Kathmandu, Sep 22 (IANS) The UN agency assisting Nepal’s protracted peace process Wednesday asked the major parties in the Himalayan country to speed up the deal, underlining that it will exit in four months’ time.

Karin Landgren, chief of the UN Mission in Nepal (UNMIN) that monitors the arms and combatants of the state army as well as the opposition Maoists’ People’s Liberation Army (PLA), said the four-month extension given to the UNMIN by the UN Security Council was not flexible and its mandate would end Jan 15.

‘(This) creates even greater expectations that the parties will make rapid and significant headway,’ said Landgren on her return to Kathmandu after briefing the Security Council in New York.

The UNMIN chief said that though there had not been any real progress in the peace process much of this year, the last 10 days showed positive developments.

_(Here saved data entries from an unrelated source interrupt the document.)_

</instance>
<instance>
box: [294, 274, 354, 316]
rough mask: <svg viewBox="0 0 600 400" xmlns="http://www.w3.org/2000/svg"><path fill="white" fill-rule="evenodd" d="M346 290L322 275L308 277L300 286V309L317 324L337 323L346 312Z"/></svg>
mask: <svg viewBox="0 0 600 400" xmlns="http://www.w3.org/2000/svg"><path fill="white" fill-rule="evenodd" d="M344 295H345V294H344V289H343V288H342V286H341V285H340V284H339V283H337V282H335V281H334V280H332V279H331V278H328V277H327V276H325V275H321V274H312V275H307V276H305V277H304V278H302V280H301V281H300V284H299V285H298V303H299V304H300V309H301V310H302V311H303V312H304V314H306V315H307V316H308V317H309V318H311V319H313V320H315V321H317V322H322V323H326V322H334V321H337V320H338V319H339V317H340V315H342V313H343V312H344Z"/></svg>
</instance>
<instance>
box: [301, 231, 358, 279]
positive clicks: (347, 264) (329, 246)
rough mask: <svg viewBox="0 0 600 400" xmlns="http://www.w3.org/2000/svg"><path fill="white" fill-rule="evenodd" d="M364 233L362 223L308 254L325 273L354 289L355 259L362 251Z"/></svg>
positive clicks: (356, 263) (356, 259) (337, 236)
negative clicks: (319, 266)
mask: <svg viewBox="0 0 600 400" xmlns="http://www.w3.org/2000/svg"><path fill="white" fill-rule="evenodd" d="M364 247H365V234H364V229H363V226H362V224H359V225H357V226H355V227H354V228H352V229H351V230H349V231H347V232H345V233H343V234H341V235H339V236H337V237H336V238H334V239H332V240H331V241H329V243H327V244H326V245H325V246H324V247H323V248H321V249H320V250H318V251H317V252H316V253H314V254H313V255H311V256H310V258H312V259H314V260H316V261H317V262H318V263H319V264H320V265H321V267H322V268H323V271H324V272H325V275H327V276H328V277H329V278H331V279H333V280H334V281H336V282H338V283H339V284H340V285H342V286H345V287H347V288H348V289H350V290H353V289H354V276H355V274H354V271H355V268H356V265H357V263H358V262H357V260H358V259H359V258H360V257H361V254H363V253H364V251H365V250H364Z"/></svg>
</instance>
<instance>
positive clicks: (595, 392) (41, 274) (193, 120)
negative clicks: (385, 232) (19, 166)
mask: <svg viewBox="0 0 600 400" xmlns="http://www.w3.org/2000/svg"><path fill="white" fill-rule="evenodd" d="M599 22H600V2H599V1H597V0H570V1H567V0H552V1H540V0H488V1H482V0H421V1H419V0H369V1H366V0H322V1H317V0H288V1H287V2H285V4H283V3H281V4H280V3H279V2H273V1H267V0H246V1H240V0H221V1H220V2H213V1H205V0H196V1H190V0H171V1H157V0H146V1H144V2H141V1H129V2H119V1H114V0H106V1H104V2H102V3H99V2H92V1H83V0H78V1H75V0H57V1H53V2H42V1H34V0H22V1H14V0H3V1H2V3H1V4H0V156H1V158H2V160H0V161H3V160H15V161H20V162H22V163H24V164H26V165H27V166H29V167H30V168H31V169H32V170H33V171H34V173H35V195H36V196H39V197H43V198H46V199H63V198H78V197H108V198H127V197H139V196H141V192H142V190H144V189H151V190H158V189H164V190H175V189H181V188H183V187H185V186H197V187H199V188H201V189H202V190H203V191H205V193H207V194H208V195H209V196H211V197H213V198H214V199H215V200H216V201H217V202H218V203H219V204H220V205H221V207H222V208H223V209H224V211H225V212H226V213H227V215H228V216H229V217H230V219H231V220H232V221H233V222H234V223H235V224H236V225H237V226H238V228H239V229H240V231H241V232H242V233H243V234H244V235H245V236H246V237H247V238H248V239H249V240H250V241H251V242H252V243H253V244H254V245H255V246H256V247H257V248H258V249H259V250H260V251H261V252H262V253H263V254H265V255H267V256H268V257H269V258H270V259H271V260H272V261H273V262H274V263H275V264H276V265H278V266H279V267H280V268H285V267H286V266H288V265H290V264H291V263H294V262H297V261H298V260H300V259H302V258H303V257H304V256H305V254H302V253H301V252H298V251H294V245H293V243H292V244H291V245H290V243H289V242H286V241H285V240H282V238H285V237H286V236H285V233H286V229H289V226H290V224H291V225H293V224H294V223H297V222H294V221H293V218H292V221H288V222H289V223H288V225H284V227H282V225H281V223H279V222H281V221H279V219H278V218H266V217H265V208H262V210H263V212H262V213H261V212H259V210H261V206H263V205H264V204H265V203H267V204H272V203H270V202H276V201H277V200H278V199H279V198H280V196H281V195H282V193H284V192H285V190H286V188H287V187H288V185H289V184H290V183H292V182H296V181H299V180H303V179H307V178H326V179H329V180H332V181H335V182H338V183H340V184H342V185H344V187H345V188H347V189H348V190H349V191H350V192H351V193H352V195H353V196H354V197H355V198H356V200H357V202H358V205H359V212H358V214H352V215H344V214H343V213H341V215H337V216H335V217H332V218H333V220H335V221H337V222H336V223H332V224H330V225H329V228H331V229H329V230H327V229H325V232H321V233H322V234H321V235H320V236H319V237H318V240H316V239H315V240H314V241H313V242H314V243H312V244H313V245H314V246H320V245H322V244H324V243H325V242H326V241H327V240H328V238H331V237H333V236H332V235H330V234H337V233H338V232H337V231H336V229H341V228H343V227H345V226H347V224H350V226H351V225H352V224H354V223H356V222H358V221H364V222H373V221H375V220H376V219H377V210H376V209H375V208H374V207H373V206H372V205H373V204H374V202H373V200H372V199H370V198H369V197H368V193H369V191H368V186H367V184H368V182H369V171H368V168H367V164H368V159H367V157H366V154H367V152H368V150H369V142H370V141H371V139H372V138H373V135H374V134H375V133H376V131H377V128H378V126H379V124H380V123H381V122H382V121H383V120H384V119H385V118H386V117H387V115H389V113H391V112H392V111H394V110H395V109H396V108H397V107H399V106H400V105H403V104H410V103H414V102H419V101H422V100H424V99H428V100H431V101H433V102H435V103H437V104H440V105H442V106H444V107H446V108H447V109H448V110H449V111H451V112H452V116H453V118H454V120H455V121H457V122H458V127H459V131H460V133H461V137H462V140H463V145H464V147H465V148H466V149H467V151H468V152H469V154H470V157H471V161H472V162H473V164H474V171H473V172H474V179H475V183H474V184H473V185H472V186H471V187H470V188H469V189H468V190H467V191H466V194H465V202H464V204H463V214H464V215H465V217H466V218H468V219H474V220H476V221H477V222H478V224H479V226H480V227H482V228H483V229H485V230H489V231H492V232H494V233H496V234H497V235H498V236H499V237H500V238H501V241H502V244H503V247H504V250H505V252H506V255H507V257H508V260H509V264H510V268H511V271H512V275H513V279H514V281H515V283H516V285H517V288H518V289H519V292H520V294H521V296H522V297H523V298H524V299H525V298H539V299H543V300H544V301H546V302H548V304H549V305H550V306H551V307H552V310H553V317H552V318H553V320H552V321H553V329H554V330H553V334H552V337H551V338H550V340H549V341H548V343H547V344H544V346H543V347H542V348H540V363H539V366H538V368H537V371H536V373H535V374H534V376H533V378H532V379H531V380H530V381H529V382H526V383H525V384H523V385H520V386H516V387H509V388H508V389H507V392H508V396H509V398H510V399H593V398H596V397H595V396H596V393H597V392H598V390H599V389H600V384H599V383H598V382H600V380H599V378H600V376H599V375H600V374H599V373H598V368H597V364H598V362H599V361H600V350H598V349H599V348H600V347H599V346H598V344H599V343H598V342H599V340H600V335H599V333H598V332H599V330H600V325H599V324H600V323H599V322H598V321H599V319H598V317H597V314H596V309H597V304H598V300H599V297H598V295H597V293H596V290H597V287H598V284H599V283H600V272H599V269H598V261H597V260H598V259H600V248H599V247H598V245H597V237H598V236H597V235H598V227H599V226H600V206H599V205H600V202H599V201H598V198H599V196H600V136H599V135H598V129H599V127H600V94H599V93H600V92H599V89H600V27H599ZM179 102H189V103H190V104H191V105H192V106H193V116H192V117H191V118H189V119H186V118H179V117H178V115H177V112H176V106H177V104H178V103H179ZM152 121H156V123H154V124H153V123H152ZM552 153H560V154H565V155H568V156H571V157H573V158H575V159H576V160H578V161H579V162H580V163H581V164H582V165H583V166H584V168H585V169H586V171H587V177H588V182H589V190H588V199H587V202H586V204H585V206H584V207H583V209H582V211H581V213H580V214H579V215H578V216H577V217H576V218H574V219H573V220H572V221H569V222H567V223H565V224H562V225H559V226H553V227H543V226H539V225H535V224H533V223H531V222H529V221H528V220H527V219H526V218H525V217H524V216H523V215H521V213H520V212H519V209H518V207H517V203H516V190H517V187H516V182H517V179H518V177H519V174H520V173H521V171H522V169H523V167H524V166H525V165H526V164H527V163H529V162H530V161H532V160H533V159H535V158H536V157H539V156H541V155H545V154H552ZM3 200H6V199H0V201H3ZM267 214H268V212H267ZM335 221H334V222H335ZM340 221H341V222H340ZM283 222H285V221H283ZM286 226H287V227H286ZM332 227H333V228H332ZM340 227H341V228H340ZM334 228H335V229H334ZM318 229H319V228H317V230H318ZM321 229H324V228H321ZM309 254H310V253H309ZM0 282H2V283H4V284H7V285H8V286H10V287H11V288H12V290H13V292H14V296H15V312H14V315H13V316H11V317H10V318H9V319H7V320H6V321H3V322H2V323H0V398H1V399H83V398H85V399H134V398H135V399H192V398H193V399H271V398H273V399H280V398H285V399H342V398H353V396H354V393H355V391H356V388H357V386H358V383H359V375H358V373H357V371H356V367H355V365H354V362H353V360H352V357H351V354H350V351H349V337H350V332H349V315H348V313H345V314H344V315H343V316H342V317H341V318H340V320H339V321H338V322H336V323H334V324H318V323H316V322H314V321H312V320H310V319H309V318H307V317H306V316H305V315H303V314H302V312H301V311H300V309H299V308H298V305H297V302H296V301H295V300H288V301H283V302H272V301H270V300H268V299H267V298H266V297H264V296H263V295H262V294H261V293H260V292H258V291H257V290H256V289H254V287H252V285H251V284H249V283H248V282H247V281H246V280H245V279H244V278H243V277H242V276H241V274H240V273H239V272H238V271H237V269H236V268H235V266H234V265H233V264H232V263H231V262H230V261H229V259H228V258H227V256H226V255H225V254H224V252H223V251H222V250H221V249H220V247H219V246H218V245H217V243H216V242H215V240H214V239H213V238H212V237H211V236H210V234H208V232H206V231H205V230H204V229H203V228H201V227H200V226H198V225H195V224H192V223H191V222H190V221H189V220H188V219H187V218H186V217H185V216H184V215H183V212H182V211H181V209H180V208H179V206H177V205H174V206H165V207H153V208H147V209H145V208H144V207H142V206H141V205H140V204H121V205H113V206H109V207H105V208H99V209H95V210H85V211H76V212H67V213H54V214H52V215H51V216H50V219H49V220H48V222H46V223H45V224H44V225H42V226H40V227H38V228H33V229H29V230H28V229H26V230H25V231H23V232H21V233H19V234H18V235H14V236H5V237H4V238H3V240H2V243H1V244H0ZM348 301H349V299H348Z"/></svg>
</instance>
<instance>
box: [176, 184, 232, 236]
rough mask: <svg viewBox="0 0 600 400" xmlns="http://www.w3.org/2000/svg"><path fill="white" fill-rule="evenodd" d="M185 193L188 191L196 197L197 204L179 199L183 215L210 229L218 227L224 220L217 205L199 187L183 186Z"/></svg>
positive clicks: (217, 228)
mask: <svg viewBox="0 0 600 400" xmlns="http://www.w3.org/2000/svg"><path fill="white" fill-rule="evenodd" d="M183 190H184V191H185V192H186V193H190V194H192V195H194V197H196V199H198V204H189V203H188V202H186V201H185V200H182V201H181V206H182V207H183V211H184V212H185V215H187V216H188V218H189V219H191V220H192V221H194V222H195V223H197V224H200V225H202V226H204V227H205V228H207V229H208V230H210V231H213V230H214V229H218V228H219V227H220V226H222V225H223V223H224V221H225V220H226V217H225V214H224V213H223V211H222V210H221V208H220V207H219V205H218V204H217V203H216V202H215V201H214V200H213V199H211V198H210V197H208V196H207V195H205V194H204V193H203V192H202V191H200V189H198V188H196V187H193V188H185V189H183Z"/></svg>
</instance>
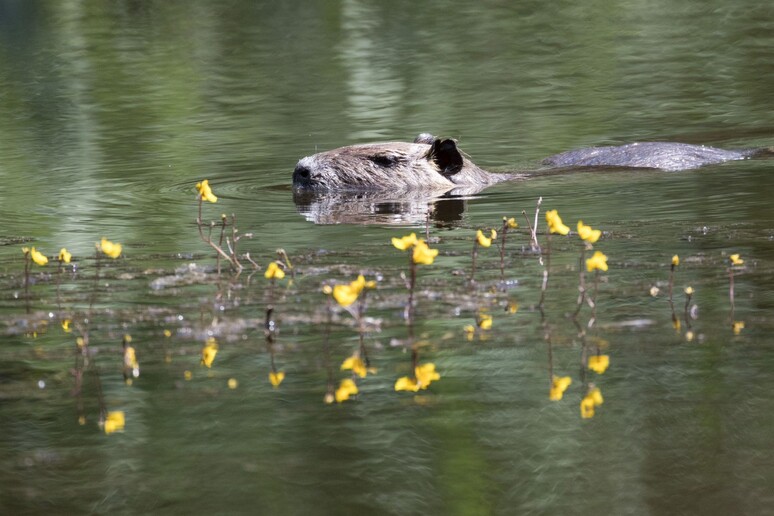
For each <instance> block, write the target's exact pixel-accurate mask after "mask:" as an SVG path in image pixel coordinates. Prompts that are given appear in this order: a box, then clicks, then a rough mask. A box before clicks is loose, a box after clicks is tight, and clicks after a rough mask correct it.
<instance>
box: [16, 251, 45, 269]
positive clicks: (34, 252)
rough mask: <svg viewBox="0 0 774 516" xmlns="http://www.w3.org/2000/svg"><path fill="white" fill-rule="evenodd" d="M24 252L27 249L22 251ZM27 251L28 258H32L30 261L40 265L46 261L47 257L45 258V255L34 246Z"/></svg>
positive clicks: (43, 264) (25, 252)
mask: <svg viewBox="0 0 774 516" xmlns="http://www.w3.org/2000/svg"><path fill="white" fill-rule="evenodd" d="M25 249H26V248H25ZM22 251H24V249H22ZM24 252H25V253H26V252H27V251H24ZM29 253H30V258H32V261H33V262H35V263H37V264H38V265H40V266H41V267H42V266H43V265H45V264H47V263H48V258H46V255H44V254H43V253H41V252H40V251H38V250H37V249H35V248H34V247H33V248H32V249H30V250H29Z"/></svg>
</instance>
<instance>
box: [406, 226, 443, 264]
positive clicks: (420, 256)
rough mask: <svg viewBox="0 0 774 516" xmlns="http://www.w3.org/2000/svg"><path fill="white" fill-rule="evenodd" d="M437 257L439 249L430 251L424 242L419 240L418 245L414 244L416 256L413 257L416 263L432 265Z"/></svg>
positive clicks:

These are, according to her, the pact between the government and the Maoists to ask the Security Council to extend UNMIN’s tenure by four months, a ‘gentlemen’s agreement’ between the Maoists and the ruling communists not to take part in the upcoming prime ministerial election that has failed to throw up a new premier even after seven rounds, and reactivating the Special Committee that will decide the fate of nearly 20,000 PLA combatants.

The UN undersecretary general for political affairs, B. Lynn Pascoe, will visit Nepal next month to monitor the progress made by the country, especially on the agreement between the government and the Maoists.

The Security Council has asked UN chief Ban Ki-moon to report on the implementation of the four-point pact by Oct 15.

Landgren said the Security Council has repeated its call to the political parties to implement an action plan on integrating and rehabilitating the PLA guerrillas with a ‘timetable and clear benchmarks’.

The UNMIN has also expressed strong concern over the alleged involvement of PLA personnel in two recent incidents under police investigation.

Last week, the guerrillas reportedly clashed with villagers in Thotri in Sindhuli district. Also, last month some of them were said to be involved in a robbery in Gwagha village in Gulmi district.

Landgren said these incidents will be raised in the next meeting of the Joint Monitoring Coordination Committee responsible for supervising compliance with the implementation of the Agreement on the Monitoring of the Management of Arms and Armies signed between the Maoists and the parties in 2006.

The UNMIN has asked the Maoists to cooperate with the police investigations and adhere strictly to the peace agreements.